Non-Disclosure Agreement (NDA)
A legally binding contract that prevents prospective buyers from sharing or misusing confidential business information disclosed during the sale process.
What is an NDA in a Business Sale?
A Non-Disclosure Agreement (NDA) — also called a confidentiality agreement — is the first legal document signed in any business sale. Before a prospective buyer receives any identifying information about your business, they must agree to keep everything they learn confidential and to use the information solely for evaluating the acquisition.
NDAs protect the seller from competitive harm, employee panic, customer flight, and other damage that could occur if word gets out that the business is for sale.
Why NDAs Are Critical
The mere rumor that a business is for sale can cause serious problems:
- Employees may start looking for new jobs, fearing layoffs or culture changes
- Customers may begin shopping alternatives, concerned about service disruption
- Competitors may use the information to poach accounts or undercut pricing
- Suppliers may tighten credit terms or renegotiate contracts
An NDA does not eliminate these risks entirely, but it creates legal consequences for buyers who breach confidentiality and signals the seriousness of the process.
What a Business Sale NDA Should Include
A well-drafted NDA for a business transaction covers more than a standard corporate NDA. Key provisions include:
- Definition of confidential information.
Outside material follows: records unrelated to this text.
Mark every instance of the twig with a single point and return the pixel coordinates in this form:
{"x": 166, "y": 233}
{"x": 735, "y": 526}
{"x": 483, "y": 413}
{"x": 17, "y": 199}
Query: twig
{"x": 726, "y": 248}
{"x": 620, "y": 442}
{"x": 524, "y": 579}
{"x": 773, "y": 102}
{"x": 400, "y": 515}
Broadly defined to cover financials, customer data, trade secrets, employee information, and the fact that the business is for sale.
- Permitted use. The buyer may use the information only to evaluate the potential acquisition — not for competitive purposes.
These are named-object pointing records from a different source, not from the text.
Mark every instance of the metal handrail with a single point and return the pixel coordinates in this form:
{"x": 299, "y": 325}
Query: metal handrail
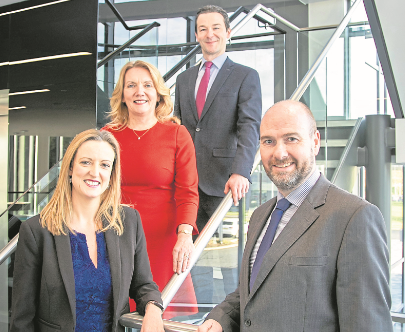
{"x": 297, "y": 94}
{"x": 216, "y": 218}
{"x": 121, "y": 19}
{"x": 204, "y": 237}
{"x": 134, "y": 320}
{"x": 113, "y": 54}
{"x": 347, "y": 149}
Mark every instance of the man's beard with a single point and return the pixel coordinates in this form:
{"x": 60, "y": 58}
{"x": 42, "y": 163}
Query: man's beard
{"x": 288, "y": 181}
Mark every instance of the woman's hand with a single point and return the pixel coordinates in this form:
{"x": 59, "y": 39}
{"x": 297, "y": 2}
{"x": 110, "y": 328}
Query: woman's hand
{"x": 183, "y": 250}
{"x": 153, "y": 319}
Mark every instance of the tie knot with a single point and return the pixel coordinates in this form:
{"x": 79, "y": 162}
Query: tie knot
{"x": 283, "y": 204}
{"x": 208, "y": 64}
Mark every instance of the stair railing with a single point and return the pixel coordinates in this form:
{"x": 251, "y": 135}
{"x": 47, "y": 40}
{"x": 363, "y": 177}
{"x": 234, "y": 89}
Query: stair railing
{"x": 134, "y": 320}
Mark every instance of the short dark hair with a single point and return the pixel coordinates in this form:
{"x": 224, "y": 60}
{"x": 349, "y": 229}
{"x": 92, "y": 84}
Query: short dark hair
{"x": 213, "y": 9}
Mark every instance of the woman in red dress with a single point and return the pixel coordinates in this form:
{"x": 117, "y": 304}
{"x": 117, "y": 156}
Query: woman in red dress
{"x": 159, "y": 175}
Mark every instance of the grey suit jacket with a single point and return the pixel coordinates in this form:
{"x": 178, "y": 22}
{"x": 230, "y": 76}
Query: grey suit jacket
{"x": 44, "y": 284}
{"x": 327, "y": 271}
{"x": 227, "y": 134}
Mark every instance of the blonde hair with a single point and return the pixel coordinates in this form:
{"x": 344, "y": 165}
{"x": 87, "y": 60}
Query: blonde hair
{"x": 57, "y": 214}
{"x": 119, "y": 111}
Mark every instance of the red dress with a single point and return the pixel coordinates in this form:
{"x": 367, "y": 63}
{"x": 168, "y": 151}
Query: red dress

- Non-solicitation of employees. Prevents the buyer from recruiting your key employees if the deal falls through.
- Non-circumvention. If a business broker is involved, this clause prevents the buyer from going around the broker to deal directly with the seller.
- Return or destruction of materials. If the buyer decides not to proceed, they must return or destroy all confidential documents.
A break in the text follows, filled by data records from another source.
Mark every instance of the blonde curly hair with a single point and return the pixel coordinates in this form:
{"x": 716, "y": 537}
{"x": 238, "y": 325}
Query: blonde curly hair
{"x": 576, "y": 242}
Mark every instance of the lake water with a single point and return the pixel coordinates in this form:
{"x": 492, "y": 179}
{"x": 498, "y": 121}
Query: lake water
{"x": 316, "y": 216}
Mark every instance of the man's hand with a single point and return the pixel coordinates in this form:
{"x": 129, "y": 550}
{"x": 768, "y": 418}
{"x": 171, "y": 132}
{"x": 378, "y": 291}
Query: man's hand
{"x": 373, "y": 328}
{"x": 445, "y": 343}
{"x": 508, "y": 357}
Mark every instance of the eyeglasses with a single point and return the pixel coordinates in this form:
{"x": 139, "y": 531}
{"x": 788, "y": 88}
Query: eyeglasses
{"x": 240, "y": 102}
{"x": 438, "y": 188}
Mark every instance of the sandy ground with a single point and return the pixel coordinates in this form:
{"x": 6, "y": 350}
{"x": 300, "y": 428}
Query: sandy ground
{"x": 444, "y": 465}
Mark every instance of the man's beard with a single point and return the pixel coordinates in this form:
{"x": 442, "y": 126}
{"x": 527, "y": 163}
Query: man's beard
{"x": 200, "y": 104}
- Duration. Confidentiality obligations typically last two to three years.
- Remedies. The agreement should specify that the seller is entitled to injunctive relief (a court order to stop the breach) in addition to monetary damages.
Mutual vs. One-Way NDAs
Most business sale NDAs are one-way — only the buyer is bound by confidentiality obligations, because only the seller is disclosing sensitive information at this stage. A mutual NDA binds both parties and is occasionally used when the buyer also shares proprietary information, such as in strategic acquisition discussions between two operating companies.
Common Mistakes Sellers Make
- Sharing information before the NDA is signed. Never disclose your company name, financials, or customer details before the buyer has executed an NDA.
- Using a generic template. Standard NDAs lack the business-sale-specific provisions — employee non-solicitation, non-circumvention, and broad confidentiality definitions — that protect sellers in a transaction context.
- Not enforcing it. An NDA is only useful if you are willing to act on a breach. Document what information you share and with whom.
NDAs and the Broader Deal Process
The NDA is typically the first step in a structured sale process. After signing, the buyer receives the Confidential Information Memorandum (CIM). If interested, they submit a letter of intent, followed by due diligence and ultimately a definitive purchase agreement.